Basic earnings/(losses) per share is calculated by dividing the net income/(loss) attributable to the Company by the weighted average number of outstanding ordinary shares in issue during the year. Treasury shares held by the Trustee are excluded from the weighted average number of outstanding ordinary shares in issue for purposes of calculating basic earnings/(losses) per share.

	Year Ended December 31,
	2024		2023		2022
Weighted average number of outstanding ordinary shares in issue		855,351,683		849,654,296		847,143,540
Net income/(loss) attributable to the Company (US$’000)		37,729		100,780		(360,835	)
Basic earnings/(losses) per share attributable to the Company (US$ per share)		0.04		0.12		(0.43	)

(ii) Diluted earnings/(losses) per share

Diluted earnings/(losses) per share is calculated by dividing net income/(loss) attributable to the Company by the weighted average number of outstanding ordinary shares in issue and dilutive ordinary share equivalents outstanding during the year. Dilutive ordinary share equivalents include shares issuable upon the exercise or settlement of share options and LTIP awards issued by the Company using the treasury stock method.

	Year Ended December 31,
	2024		2023		2022
Weighted average number of outstanding ordinary shares in issue		855,351,683		849,654,296		847,143,540
Effect of share options and LTIP awards		17,477,446		19,542,052		—
Weighted average number of outstanding ordinary shares in issue and dilutive ordinary share equivalents outstanding		872,829,129		869,196,348		847,143,540
Net income/(loss) attributable to the Company (US$’000)		37,729		100,780		(360,835	)
Diluted earnings/(losses) per share attributable to the Company (US$ per share)		0.04		0.12		(0.43	)

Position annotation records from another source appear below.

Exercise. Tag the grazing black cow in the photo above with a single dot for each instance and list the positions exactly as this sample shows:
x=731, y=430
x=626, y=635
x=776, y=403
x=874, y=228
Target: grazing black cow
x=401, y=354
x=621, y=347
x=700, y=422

For the year ended December 31, 2022, the share options and LTIP awards issued by the Company were not included in the calculation of diluted losses per share because of their anti-dilutive effect.

26. Segment Reporting

The Group’s operating segments are as follows:

(i) Oncology/Immunology: focuses on discovering, developing, and commercializing targeted therapies and immunotherapies for the treatment of cancer and immunological diseases. Oncology/Immunology is further segregated into two core business areas:

(a) R&D: comprises research and development activities covering drug discovery, development, manufacturing and regulatory functions, out-licensing of in-house developed drugs, as well as administrative activities to support research and development operations; and

(b) Marketed Products: comprises the invoiced sales, marketing, manufacture and distribution of drugs developed from research and development activities including out-licensed marketed products.

(ii) Other Ventures: comprises other commercial businesses which include the sales, marketing, manufacture and distribution of other prescription drugs and healthcare products.

In general, revenue, cost of revenue and operating expenses are directly attributable, or are allocated, to each segment. The Company allocates costs and expenses that are not directly attributable to a specific segment mainly on the basis of headcount or usage, depending on the nature of the relevant costs and expenses. The Company does not allocate assets to its segments as the CODM does not evaluate the performance of segments using asset information.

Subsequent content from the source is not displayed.